Angela Hunt wants to make one thing clear: That proposed ordinance that would rezone Lower Greenville Avenue as a Planned Development District isn't "Area 51, black helicopter, keep-it-quiet stuff. There's nothing secret about this." Which is why, late Tuesday, she released the revised ordinance to be presented at a July 29 neighborhood confab at Vickery Towers.
She sent the doc after Avi Adelman published an earlier draft, which included a section that would have, as Avi writes, "closed some businesses that have been on the street without problems for nearly 30 years." Hunt says the ordinance isn't about closing down bars, but rewriting the rules concerning how businesses must operate if they intend to keep their doors open after midnight.
(Under the ordinance, they'd need a specific use permit to stay open, and if they're not granted one by the council, then they literally need to turn out the lights, even exterior "illuminated lights," by 12:01 a.m.)
There is, she tells Unfair Park, an "imbalance" among the bars and restaurants that populate that end of Greenville: "So many bars and clubs operate into the wee hours of the morning, and we use such police resources and taxpayer money to babysit these people.
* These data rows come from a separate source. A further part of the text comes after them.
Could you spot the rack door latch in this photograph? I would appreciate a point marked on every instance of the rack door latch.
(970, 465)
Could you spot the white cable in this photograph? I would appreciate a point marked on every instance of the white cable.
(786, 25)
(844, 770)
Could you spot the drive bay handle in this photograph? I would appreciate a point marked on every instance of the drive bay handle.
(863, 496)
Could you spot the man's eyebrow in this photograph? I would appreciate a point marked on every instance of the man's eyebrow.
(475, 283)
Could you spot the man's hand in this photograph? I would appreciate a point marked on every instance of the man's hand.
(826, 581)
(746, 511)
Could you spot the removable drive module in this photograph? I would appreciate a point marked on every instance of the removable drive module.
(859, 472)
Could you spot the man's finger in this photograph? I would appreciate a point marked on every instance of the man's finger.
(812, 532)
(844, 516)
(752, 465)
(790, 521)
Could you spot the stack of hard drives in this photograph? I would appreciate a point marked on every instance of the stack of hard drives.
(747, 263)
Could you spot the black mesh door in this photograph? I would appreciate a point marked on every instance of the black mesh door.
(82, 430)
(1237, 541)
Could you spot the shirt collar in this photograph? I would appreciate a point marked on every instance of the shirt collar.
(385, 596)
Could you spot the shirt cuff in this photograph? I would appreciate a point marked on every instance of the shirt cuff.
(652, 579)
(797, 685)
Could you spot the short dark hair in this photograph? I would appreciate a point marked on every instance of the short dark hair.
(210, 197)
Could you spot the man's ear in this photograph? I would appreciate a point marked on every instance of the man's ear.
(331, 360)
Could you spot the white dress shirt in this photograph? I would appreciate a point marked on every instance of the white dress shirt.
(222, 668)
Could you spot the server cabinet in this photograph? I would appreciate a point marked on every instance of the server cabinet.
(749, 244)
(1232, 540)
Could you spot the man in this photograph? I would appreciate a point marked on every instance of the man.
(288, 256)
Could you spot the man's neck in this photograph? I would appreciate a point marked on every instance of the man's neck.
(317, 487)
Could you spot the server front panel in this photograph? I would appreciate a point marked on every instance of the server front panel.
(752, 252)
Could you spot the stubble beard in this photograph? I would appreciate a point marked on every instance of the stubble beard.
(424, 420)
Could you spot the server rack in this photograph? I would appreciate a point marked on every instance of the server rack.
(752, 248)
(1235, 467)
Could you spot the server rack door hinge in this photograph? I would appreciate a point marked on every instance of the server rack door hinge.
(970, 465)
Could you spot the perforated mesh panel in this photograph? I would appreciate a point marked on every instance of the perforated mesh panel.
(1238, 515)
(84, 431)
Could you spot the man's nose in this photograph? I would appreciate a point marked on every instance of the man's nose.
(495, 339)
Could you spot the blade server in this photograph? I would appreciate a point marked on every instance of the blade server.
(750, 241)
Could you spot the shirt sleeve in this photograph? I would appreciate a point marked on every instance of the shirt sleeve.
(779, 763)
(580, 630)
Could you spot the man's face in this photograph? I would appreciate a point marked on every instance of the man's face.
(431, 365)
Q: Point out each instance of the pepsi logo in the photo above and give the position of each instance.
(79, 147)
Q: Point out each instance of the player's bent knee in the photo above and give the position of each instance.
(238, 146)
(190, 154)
And, there's so much crime and traffic. We need to address this."
The stretch of Greenville affected runs from Belmont Avenue to Bryan Street, and Hunt says it will not address parking or occupancy requirements. "This is just about operating after midnight." And while the ordinance is more proposal than reality at present -- it still needs to go through the City Plan Commission and the whole council, with perhaps a committee pit stop in between -- Hunt and Deputy Mayor Pro Tem Pauline Medrano have high hopes it'll rid the area of "the bad actors" who, they say, are running business owners aware of its rep, at least, as a police state on weekends.
"I've talked to resataurant owners who say, 'We'd come down there, but it's too scary,'" Hunt says. "They don't feel like there's a draw for decent restaurants. We will pull in those kinds of businesses, but first we get rid of bad operators who can't see their way to police their patrons and address noise complaints, etc."
And after they're gone, Hunt says, the bond money comes.
"The next phase, and what I am committed to, is working toward investing $3 million in the street -- narrowing it to match what's north of Belmont, making sidewalks wider, putting in nice trash cans, pretty croswalks, making it a nice place to walk. But I won't fight for that if we're doing it for a bar district. In fact, I'll fight against it. But the next step is to beautify the look of Lower Greennville."
And all that, she says, will "attract a better quality of business. Again, it's not going to happen overnight. The problem wasn't created overnight, and to do this ad hoc approach -- getting one bar at a time -- is to do nothing more than play Whac-a-Mole. There needs to be a holistic approach, and I'd like to see it go sooner than later. We need to pull the trigger if we're doing to do it. This has a good shot at improving Lower Greenville."